The Hun Empire was a multi-ethnic confederation of steppe tribes. The original Xiong-nu (Hun) Empire was made up of Turkic, Mongolic, Iranian, Tungusic, and Yeniseian elements. The later Hunnic Empire maintained many of the former elements but also included a large Sarmatian and Germanic population. The Ostrogoths had embraced steppe nomad life even before they were brought into the Hun Empire and the Gepids assimilated so completely with the Huns that some scholars have even referred to them as the Gepid-Huns.
Due to its ethnic diversity, the Hun empire was multi-lingual. The main language of the Hun elite, however, was Oghuric Turkic.
When reading about the Huns, one will often come across the terms “Black Huns” and “White Huns”. It is important to note that this has nothing to do with race but instead refers to their banner affiliation. Each Hunnic nation was associated with one of the four sacred colors of their shamanic beliefs: Black, White, Blue, and Red. The black and blue banners always were seen as dominant to red and white banners.

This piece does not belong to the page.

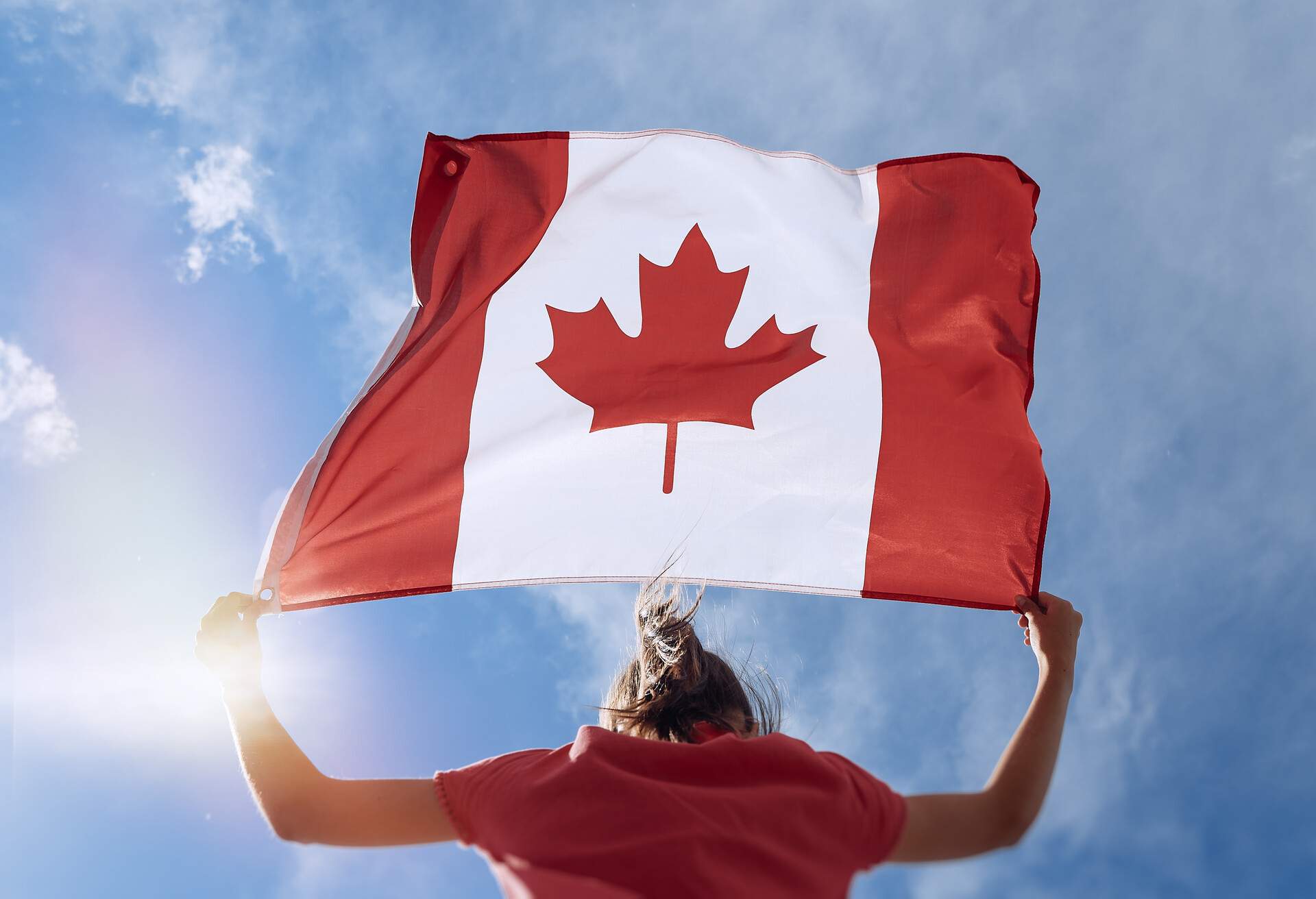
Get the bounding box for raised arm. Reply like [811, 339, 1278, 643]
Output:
[196, 593, 456, 846]
[887, 593, 1083, 862]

The Hun society has been labeled “proto-feudal”. In a traditional feudal society, fiefs of land are passed down but in Hun society, people were passed down. As the Huns conquered more and more nations, members of the royal house were given those people to rule.

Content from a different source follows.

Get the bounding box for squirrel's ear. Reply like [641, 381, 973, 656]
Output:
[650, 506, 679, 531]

The governing system of steppe nomads had always been broken down into Eastern and Western (or Left and Right) “wings”. The Eastern/Left king held power over their Western/Right vassal- king. This was true of the Xiong-Nu and the Rouran and it was also true of the Migration-Era Huns.
Rank and Order
In this structured society, it was important to recognize rank and to follow protocols surrounding it. Everything had to be done according to rank including tent size and where you were allowed to set your camp. Chroniclers of the time noted how seating and eating arrangements always went in order of rank. Breaking the order could result in dire consequences. Once, the outcome of a civil war was affected when a gift had been given out of order of precedence and caused one faction to switch sides out of rebuke.
Women among the Huns enjoyed a great deal of freedom and high status. Women were not secluded from public or prohibited from serving office like some of their counterparts in Europe. Women rode, hunted, and fought in battle just as the men. They held influence in the family. There are records of powerful Hun women leaders who held court and took meetings with foreign diplomats.